PLYMOUTH, Mich. — Women’s hockey took a step forward and a step back in the span of a day this week.
Over 100 players in and outside the United States national team pool exercised collective power to wring financial concessions out of USA Hockey.
They used participation in the women’s world championship in Plymouth, Mich., as their hammer.
"Certainly a historic day in women’s sport on Tuesday night," U.S. captain Meghan Duggan said. "I can only hope women continue to stand up and fight for things and move the needle in that aspect."
Less than 24 hours later, the University of North Dakota swung the axe on its Division 1 women’s hockey team along with the men’s and women’s swim teams due to budget constraints.
Seven Canadians, including national team defenceman Halli Krzyzaniak, played for UND this season.
Eight current and former Fighting Hawks are representing four countries at the world championship that opened Friday at USA Hockey Arena.
Krzyzaniak, a senior, called the elimination of her team of the last four years "a disgrace."
"For the Americans, that was a huge step forward for them as a country, but then coming back to the UND decision, I just feel like that’s so disappointing," the 22-year-old from Neepawa, Man., said.
"With only 35 Division 1 programs and to cut one of them when hockey was still growing, I think that’s just unacceptable. They need to invest more in it."
The NCAA and Canadian university hockey are feeders into the Canadian Women’s Hockey League and the National Women’s Hockey League.
Those are also the places where many women take their game to the next level after minor hockey, and are the jumping off points to their respective national teams.
The CWHL isn’t yet paying players a salary. The NWHL cut salaries in half to a maximum of $13,000 in its second season this winter to make payroll.
The battle continues in women’s hockey on how to generate the money to create a product that sustains players as paid professionals.
On the international front, the International Ice Hockey Federation committed in 2010 to spend C$2.1 million promoting and developing women’s hockey for the next four years.
But the women have arrived at a world championship that pays zero prize money in comparison to the hundreds of thousands in the prize purse at the men’s world championship.
The prize money is split on an escalating scale between the top eight teams in the men’s tournament.
When Canada won the men’s world title in 2015, they received an additional bonus of one million Swiss francs (C$1.3 million) from a sponsor for going undefeated though that tournament.
Melody Davidson, Hockey Canada’s general manager of national women’s team programs, also sits on the IIHF’s women’s committee.

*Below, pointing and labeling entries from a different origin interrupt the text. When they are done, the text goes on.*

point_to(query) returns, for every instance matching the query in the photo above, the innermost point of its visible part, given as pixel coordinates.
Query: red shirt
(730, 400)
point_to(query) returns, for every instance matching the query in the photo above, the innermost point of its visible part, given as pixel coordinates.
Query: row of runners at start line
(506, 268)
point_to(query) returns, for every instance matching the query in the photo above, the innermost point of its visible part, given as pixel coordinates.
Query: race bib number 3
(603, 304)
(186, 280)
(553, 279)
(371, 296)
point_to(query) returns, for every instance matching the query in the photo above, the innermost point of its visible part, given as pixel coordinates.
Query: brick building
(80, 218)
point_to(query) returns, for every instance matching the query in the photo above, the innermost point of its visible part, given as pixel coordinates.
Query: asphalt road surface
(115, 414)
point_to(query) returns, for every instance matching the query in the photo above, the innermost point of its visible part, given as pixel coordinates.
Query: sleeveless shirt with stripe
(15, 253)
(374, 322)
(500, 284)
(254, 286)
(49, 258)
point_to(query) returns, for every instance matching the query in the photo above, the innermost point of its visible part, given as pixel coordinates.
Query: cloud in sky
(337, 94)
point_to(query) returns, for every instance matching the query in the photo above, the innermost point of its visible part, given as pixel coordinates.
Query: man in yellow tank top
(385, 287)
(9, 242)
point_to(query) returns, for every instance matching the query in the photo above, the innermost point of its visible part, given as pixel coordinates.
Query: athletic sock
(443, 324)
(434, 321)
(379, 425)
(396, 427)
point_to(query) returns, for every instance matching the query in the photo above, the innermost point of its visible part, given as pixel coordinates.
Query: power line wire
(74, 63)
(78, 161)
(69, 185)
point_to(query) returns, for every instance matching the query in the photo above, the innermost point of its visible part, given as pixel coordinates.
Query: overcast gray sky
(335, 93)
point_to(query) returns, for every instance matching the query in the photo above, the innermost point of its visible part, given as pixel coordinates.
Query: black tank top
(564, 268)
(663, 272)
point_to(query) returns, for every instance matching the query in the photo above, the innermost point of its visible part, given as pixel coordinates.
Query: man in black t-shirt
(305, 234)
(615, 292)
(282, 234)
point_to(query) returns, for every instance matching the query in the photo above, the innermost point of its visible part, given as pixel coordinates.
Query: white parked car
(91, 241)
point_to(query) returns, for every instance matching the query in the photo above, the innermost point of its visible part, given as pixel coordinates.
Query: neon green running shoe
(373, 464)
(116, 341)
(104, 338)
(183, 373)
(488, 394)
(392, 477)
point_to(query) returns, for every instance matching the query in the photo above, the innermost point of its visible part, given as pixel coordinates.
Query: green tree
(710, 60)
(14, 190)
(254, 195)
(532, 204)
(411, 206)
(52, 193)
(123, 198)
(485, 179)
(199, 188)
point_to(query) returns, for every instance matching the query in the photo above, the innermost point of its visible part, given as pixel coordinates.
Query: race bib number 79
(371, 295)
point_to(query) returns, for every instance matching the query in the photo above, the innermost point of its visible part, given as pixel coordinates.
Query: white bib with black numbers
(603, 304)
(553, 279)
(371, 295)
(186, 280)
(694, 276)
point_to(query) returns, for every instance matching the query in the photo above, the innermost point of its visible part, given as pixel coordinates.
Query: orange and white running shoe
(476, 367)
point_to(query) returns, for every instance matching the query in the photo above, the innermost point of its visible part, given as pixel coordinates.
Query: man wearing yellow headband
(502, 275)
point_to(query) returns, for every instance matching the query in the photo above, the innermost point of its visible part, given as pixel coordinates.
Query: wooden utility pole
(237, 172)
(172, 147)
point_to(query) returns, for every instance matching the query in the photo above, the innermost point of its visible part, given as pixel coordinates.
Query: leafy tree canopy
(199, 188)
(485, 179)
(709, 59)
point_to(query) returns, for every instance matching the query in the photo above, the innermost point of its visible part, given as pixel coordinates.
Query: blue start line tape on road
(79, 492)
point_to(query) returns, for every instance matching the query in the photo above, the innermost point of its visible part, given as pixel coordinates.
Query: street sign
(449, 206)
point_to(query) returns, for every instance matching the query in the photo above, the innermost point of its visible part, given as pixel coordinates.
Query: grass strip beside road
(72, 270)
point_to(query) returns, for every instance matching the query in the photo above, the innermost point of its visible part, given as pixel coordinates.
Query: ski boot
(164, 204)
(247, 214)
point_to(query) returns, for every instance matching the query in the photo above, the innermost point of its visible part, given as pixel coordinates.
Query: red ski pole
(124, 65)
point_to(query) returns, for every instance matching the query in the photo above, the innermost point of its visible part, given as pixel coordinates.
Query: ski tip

She says prize money was a recent topic of discussion at the committee level.
"We started talking about what does the prize money look like across the board and what is the support given to the wide variety of programs," Davidson said. "We did start to have those discussions in December.
"Definitely there’s a disparity there, but you have to start talking about it first before you can make a change."

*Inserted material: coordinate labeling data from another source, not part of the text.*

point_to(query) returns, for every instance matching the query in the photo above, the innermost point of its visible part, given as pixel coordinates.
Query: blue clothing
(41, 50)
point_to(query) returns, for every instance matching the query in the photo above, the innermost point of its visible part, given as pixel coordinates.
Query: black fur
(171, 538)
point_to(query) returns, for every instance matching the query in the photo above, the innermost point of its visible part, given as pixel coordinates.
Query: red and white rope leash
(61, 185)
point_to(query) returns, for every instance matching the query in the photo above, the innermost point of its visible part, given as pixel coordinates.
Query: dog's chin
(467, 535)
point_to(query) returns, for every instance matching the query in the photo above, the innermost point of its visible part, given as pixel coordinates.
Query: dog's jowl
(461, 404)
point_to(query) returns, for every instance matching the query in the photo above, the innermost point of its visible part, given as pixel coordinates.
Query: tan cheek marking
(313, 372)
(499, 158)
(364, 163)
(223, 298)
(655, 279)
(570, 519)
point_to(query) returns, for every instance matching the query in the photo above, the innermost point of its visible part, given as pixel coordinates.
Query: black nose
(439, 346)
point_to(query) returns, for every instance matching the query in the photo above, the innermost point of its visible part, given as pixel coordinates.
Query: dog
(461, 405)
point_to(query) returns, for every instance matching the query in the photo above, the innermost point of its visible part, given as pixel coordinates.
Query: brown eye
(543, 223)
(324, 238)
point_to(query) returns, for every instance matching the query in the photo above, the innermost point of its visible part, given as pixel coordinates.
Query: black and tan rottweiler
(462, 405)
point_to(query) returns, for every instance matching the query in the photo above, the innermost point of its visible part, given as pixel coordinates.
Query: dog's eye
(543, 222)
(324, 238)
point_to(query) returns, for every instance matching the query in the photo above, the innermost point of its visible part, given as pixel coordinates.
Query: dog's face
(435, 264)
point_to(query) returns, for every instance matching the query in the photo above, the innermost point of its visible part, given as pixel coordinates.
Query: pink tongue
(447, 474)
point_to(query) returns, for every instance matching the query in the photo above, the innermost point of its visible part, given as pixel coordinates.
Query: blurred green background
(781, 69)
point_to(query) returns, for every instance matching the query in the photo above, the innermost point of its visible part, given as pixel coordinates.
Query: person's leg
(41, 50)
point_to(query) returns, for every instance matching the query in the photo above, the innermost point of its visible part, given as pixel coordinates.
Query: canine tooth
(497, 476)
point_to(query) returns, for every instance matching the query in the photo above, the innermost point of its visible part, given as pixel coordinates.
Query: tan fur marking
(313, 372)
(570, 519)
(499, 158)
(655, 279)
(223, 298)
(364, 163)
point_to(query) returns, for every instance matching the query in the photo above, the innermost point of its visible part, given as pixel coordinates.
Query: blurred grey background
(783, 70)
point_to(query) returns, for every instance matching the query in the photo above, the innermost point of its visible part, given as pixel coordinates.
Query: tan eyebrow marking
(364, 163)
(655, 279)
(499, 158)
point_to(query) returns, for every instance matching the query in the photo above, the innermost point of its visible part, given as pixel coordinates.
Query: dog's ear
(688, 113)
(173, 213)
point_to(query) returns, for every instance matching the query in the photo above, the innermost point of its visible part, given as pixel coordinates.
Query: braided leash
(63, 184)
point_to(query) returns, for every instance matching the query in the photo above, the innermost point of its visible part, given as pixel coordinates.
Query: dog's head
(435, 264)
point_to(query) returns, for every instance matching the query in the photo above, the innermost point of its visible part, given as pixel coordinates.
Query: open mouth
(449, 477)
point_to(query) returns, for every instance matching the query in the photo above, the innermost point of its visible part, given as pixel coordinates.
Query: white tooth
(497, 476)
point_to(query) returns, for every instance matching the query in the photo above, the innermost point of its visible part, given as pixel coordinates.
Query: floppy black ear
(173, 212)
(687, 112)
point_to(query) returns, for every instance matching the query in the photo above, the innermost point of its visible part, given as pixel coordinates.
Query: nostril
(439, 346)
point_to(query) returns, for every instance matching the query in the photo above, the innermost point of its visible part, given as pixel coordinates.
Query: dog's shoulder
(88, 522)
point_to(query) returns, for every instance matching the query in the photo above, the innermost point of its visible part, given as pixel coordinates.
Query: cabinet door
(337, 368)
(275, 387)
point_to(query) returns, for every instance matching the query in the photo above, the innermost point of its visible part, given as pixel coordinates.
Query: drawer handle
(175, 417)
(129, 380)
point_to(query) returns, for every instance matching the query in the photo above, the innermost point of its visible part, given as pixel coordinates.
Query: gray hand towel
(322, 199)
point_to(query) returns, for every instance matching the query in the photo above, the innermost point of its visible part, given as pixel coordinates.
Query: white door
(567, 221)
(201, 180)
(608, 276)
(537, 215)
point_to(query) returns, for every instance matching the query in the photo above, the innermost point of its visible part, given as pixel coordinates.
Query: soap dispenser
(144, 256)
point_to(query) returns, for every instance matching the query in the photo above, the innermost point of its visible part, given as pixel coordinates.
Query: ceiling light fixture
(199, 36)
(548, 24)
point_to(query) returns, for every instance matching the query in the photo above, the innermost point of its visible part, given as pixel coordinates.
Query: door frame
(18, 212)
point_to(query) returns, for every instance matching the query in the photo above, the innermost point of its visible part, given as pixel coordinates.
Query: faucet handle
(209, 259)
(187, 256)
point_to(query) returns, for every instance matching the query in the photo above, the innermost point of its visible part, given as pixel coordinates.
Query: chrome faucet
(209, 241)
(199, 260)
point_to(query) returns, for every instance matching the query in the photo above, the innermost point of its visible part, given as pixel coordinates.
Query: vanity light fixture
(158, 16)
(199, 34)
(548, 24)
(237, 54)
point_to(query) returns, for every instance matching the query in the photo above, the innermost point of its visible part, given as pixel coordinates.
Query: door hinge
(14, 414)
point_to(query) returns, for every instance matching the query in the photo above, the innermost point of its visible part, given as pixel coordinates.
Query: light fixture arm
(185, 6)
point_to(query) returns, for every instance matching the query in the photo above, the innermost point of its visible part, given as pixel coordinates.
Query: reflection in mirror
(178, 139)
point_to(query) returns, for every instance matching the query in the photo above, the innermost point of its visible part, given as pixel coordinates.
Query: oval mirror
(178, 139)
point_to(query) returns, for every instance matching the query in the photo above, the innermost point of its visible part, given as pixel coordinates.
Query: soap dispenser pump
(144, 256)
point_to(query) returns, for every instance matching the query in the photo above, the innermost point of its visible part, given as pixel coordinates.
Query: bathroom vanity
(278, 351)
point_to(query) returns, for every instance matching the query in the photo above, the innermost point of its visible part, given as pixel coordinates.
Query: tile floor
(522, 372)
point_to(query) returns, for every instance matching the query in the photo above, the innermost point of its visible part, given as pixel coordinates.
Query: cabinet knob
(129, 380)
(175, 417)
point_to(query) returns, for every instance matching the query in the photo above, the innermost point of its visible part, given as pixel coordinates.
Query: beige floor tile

Caroline Ouellette played in 12 world championships for Canada and returns to her 13th as an assistant coach. Prize money is another battle the women will have to take on, she said.
"As athletes that commit ourselves to our sport to the same level as the male athletes, we would think it would be fair that the organization, the IIHF, would find it would be the right thing to do to offer the same equal prize money to athletes that win the world championship," Ouellette said.
"I think we still have to fight for that and make our point and raise the visibility for our sport and the popularity."
The Canadian and U.S. federations are still "significantly" ahead of other countries in financial support of their female hockey players, according to Davidson.
Finland goaltender Noora Raty said she would have retired after the 2014 Winter Olympics had she not got a contract with a third-division men’s pro team.
The contract provides her with an apartment and a modest income for a six-month season. She coaches the rest of the year to earn money.
"Ninety per cent of our team works full time and plays on the side and train as much as I do," Raty said.
"If we ever want to catch the U.S. or Canada, we should be full-time players. We’re definitely giving them an advantage because they play and train full time. That’s the difference."
What ripple effect the American women’s activism will have on hockey both inside and outside their country remains to be seen. Duggan hopes their efforts floats all boats.
"I think women are incredible," she said. "I’m proud to be one and we’ll continue to push for women in sports all the time."